The teacher collaborates with the two drunken boxers, calling out words that they then use as fighting moves. In return, they teach him new kung fu skills, including strikes involving writing. The drunken boxers tell the teacher that the man posing as a trade delegate is actually Ah Yen, a man who ten years earlier came from Vietnam and murdered fifteen residents of Red Clay Village.

The girl in pink is the sister of the leader of a group of traders collaborating with Ah Yen. She begs the teacher not to fight with her brother because the teacher cannot win. They practice kung fu together using moves based on lines of poetry. The teacher then wins money with his former adult student at a cockfight (this scene is removed in the English dub but is still present in the French dub. The teacher finds his former students learning kung fu and asks them to come back to him, but they tell him that books are no use and they only want to learn kung fu.

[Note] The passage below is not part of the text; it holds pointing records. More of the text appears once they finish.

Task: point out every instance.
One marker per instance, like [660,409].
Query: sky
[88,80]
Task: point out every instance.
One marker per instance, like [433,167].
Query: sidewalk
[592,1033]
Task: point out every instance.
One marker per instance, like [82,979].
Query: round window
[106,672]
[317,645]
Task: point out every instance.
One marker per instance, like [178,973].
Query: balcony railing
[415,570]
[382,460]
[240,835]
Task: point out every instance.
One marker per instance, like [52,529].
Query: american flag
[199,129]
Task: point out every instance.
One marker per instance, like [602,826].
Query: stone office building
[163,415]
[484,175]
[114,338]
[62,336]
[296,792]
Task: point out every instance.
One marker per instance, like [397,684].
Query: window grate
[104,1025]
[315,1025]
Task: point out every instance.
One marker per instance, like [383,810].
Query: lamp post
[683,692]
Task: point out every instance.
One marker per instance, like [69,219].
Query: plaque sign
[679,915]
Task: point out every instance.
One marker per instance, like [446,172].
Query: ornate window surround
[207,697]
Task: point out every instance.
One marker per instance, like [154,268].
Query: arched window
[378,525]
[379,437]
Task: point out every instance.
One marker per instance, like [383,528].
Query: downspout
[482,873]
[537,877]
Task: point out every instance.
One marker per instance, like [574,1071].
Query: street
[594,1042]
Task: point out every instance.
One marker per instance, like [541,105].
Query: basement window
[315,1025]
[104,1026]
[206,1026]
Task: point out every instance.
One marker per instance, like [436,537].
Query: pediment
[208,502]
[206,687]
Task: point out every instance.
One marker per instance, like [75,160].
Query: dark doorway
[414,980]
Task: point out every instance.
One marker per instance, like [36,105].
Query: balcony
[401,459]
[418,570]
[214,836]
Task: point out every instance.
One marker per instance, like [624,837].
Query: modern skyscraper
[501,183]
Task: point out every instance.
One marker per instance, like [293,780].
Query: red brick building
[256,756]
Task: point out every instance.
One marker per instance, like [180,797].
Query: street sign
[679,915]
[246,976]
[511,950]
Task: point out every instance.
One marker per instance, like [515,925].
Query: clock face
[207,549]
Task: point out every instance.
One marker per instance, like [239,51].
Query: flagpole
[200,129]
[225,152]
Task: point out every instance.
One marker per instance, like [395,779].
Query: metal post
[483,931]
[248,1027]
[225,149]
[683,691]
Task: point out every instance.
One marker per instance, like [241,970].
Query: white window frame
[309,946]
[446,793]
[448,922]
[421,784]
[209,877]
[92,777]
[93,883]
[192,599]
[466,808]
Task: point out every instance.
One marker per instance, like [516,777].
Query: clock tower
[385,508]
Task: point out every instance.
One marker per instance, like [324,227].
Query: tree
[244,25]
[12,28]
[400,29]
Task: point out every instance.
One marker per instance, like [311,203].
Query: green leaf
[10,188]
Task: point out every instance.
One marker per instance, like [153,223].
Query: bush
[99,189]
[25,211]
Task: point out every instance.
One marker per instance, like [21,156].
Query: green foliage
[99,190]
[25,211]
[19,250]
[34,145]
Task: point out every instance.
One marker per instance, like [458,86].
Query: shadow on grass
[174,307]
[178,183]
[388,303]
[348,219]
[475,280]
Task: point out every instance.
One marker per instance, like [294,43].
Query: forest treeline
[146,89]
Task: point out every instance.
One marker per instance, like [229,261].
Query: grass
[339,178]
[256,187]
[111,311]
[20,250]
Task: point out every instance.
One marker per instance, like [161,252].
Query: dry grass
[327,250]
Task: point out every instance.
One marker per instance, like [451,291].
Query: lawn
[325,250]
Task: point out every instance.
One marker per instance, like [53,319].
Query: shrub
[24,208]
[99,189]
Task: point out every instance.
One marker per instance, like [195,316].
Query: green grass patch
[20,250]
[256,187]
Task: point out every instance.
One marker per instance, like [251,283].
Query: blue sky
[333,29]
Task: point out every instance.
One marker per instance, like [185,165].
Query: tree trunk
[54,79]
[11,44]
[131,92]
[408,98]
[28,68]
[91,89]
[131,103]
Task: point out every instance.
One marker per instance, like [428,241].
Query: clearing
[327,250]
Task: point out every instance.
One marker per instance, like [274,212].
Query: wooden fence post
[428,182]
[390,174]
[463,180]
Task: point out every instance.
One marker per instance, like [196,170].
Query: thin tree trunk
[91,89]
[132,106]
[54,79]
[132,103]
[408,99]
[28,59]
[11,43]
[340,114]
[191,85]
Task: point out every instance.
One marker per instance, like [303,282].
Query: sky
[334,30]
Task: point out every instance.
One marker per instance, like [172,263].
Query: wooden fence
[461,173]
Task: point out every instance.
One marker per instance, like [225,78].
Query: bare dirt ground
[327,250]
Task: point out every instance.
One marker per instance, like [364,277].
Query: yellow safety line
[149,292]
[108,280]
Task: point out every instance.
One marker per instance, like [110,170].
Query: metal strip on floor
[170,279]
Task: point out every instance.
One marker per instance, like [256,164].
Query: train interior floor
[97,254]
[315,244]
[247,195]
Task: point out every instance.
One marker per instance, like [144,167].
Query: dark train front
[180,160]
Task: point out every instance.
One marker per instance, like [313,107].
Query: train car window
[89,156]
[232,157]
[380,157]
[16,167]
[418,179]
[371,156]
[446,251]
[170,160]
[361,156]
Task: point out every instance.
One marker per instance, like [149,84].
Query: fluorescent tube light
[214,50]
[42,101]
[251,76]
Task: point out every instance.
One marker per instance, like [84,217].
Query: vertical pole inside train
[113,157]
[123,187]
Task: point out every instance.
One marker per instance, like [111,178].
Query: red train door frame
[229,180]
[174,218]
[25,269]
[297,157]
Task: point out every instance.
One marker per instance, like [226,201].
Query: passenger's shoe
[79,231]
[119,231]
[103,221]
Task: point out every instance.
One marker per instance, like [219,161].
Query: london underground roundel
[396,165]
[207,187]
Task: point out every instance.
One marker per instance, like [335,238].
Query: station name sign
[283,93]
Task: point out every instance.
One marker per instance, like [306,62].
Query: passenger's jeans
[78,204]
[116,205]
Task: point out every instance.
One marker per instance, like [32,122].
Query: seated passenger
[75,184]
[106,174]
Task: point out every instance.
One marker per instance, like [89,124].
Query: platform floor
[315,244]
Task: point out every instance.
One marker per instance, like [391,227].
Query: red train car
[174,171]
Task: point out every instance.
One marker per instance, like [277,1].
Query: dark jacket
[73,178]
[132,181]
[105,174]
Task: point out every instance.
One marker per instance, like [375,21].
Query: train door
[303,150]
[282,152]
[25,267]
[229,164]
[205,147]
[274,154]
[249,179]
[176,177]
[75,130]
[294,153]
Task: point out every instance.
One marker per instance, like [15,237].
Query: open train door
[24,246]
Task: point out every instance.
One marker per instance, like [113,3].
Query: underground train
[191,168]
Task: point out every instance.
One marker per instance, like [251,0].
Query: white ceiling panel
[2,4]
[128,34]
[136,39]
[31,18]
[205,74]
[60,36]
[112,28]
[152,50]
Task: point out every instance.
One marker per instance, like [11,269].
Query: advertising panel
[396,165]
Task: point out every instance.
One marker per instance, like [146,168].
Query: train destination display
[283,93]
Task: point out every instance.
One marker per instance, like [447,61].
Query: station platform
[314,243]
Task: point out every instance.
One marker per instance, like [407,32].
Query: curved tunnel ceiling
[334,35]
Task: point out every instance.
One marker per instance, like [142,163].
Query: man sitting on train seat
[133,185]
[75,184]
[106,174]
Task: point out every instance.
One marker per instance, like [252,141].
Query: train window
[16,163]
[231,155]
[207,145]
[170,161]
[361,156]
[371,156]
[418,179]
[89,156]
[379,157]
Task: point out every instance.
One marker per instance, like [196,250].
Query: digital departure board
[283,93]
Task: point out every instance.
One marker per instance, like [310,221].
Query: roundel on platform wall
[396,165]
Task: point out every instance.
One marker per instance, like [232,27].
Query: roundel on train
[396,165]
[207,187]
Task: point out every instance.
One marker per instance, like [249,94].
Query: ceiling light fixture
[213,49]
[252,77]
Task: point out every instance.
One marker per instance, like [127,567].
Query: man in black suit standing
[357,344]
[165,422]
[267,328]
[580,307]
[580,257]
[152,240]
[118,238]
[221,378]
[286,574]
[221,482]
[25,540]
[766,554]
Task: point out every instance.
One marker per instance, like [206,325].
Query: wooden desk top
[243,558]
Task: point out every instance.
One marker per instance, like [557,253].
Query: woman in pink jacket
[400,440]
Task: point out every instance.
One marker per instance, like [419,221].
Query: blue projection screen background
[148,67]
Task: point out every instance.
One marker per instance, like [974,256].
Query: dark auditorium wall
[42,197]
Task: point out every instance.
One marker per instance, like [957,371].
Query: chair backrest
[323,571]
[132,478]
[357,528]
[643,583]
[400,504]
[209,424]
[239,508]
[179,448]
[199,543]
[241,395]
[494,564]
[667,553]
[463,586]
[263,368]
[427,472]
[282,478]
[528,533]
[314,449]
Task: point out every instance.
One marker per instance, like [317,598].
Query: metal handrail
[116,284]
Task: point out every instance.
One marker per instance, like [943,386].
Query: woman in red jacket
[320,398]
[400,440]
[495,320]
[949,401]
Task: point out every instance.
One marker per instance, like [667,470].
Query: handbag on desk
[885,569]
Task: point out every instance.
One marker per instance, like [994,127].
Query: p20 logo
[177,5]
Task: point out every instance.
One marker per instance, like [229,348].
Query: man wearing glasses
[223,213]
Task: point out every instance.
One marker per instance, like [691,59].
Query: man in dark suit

An adult former student of the teacher attempts to play with his old classmate Ah Cheung, but she refuses and runs away. The man then finds Ah Cheung's dead body in a shallow grave and sees Ah Yen walking away from it. The teacher is robbed of his winnings at night, then in the daytime he finds Ah Cheung's mother dead in her house with a noose hanging from the roof in an attempt to stage the scene as if it were a suicide. Lost in despair, the teacher is advised by a beggar to not give up. The fortune-teller's assistant gives the teacher a note recounting Ah Yen's murderous rampage ten years earlier, which the teacher then gives to the girl in pink, though Ah Yen sees this.

When the teacher's adult former student is caught stealing from the girl in pink's brother, the teacher offers to take the punishment for him. The girl in pink's brother criticizes him for teaching his students to steal and tells him that he must leave the village by sundown. The adult former student then sees Ah Yen and points him out as the one who killed Ah Cheung, but Ah Yen fights everyone off. Ah Yen visits the blind fortune-teller and kills him and his assistant in a fight. Ah Yen then fights the beggar, who skillfully avoids many of Ah Yen's strikes before being brutally injured. The beggar teaches the teacher new kung fu moves based on lines of poetry shortly before dying. In his last moments, he uses his blood to draw the character "字" ("writing") on the teacher's palm.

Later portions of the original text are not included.